This command will start the Gradio web interface. Click the public URL (usually ending with `gradio.live`) that appears in the output to open the UI in your browser.
The UI should now be in English.

In [None]:
# Run the Web UI
!python webui.py

---
## (Optional) Command-Line Interface (CLI) Usage

You can also use IndexTTS via its command-line interface.
First, you'll need a reference audio. You can upload one to your Colab environment or use a sample. Let's create a dummy reference for demonstration if you don't have one.

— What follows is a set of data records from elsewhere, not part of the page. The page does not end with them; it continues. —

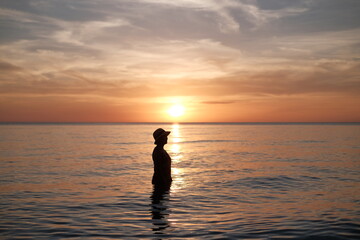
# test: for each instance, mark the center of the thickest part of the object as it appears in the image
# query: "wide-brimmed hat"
(158, 133)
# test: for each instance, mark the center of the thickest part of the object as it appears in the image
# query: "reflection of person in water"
(161, 159)
(159, 212)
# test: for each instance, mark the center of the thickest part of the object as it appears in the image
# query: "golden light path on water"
(176, 156)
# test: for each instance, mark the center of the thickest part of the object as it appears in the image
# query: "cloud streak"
(215, 53)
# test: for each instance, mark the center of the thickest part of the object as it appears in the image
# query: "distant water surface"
(262, 181)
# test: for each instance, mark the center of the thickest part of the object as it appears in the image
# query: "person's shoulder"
(157, 151)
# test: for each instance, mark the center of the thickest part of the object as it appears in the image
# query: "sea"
(230, 181)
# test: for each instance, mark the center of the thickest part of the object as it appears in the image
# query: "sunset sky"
(221, 60)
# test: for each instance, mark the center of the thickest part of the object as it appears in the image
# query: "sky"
(222, 60)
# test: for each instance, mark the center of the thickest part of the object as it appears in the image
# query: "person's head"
(160, 136)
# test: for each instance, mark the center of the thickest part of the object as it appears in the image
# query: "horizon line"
(79, 122)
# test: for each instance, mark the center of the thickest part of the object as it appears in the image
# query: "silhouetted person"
(161, 159)
(159, 208)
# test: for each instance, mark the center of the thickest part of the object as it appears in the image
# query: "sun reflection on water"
(177, 157)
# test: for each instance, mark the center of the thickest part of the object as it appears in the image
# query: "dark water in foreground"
(230, 181)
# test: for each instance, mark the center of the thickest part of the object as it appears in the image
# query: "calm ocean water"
(241, 181)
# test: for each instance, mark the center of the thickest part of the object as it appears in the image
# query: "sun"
(176, 110)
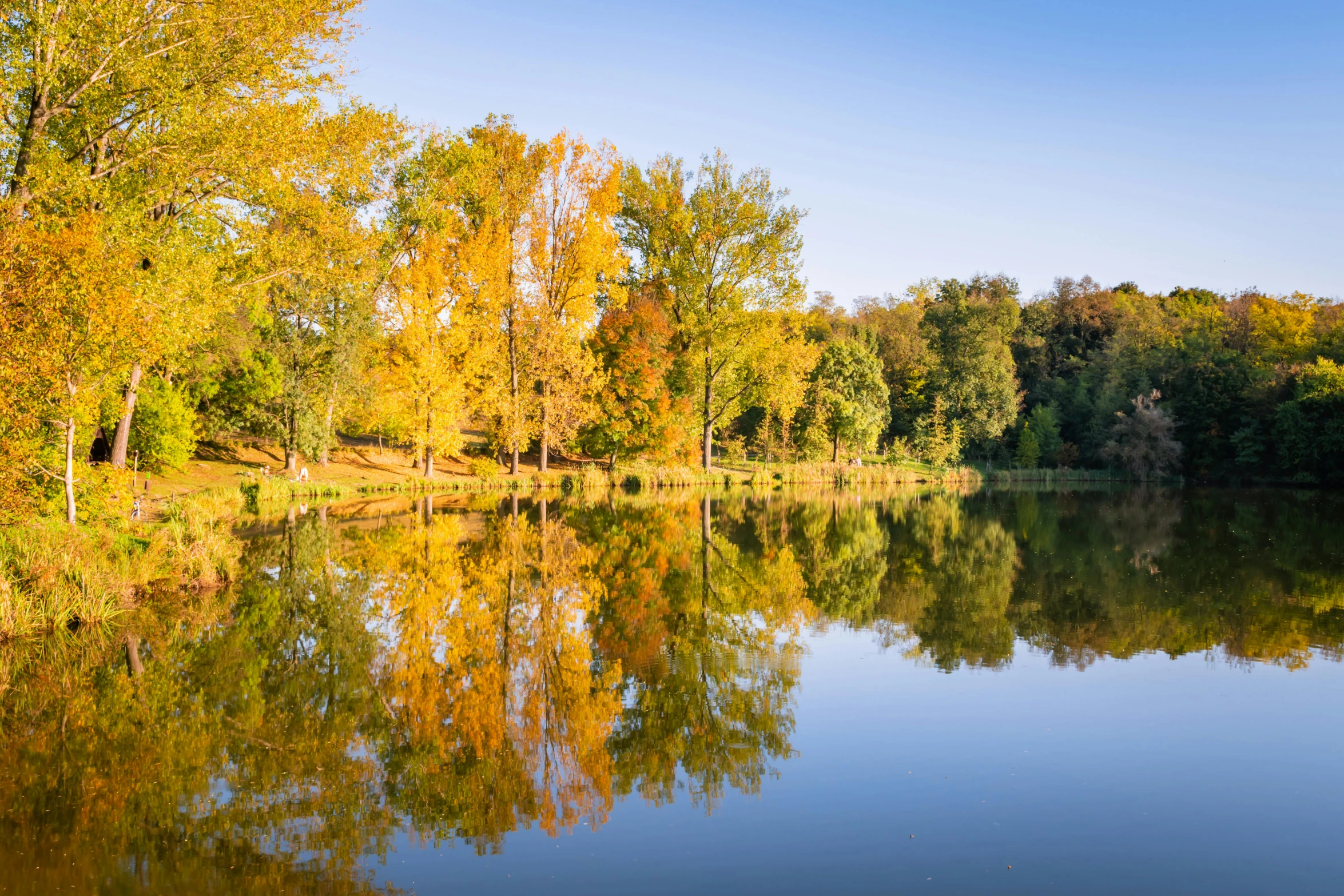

**Note:** You'll need to have a `reference_voice.wav` file in the main `index-tts` directory for the example below to work, or modify the path.
You might need to stop the Web UI cell above to run this.

In [None]:
# (Example) Create a dummy reference voice file if you don't have one
# This is just a placeholder. Replace with your actual reference audio.
# import numpy as np
# import soundfile as sf
# samplerate = 22050
# duration = 1
# frequency = 440
# t = np.linspace(0., duration, int(samplerate * duration), endpoint=False)
# data = 0.5 * np.sin(2. * np.pi * frequency * t)
# sf.write('reference_voice.wav', data, samplerate)

# Install IndexTTS as a package for CLI usage
!pip install -e .

# Run CLI inference (make sure 'reference_voice.wav' exists or change path)
# !indextts "Hello, this is a test of the IndexTTS command line interface." \
#   --voice reference_voice.wav \
#   --model_dir checkpoints \
#   --config checkpoints/config.yaml \
#   --output output_cli.wav

# print("If successful, output_cli.wav should be generated.")
# You can then listen to it or download it from the file browser on the left.

---
## (Optional) Python Script Usage

You can also use IndexTTS directly in Python.

**Note:** You might need to stop the Web UI cell above to run this.

In [None]:
# from indextts.infer import IndexTTS

# # Ensure you have a reference voice, e.g., 'reference_voice.wav'
# # This assumes 'reference_voice.wav' is in the current directory (index-tts)
# reference_audio_path = "reference_voice.wav" 
# text_to_speak = "This is a sample sentence generated using the IndexTTS Python interface."
# output_file_path = "output_script.wav"

# if 'tts' not in locals(): # Avoid re-initializing if already done
#   tts = IndexTTS(model_dir="checkpoints",cfg_path="checkpoints/config.yaml")

# # Check if reference_voice.wav exists, if not, skip inference
# import os
# if os.path.exists(reference_audio_path):
#   tts.infer(reference_audio_path, text_to_speak, output_file_path)
#   print(f"Generated audio saved to {output_file_path}")
#   # You can play/download this file from Colab's file browser
# else:
#   print(f"Reference audio {reference_audio_path} not found. Skipping script inference demo.")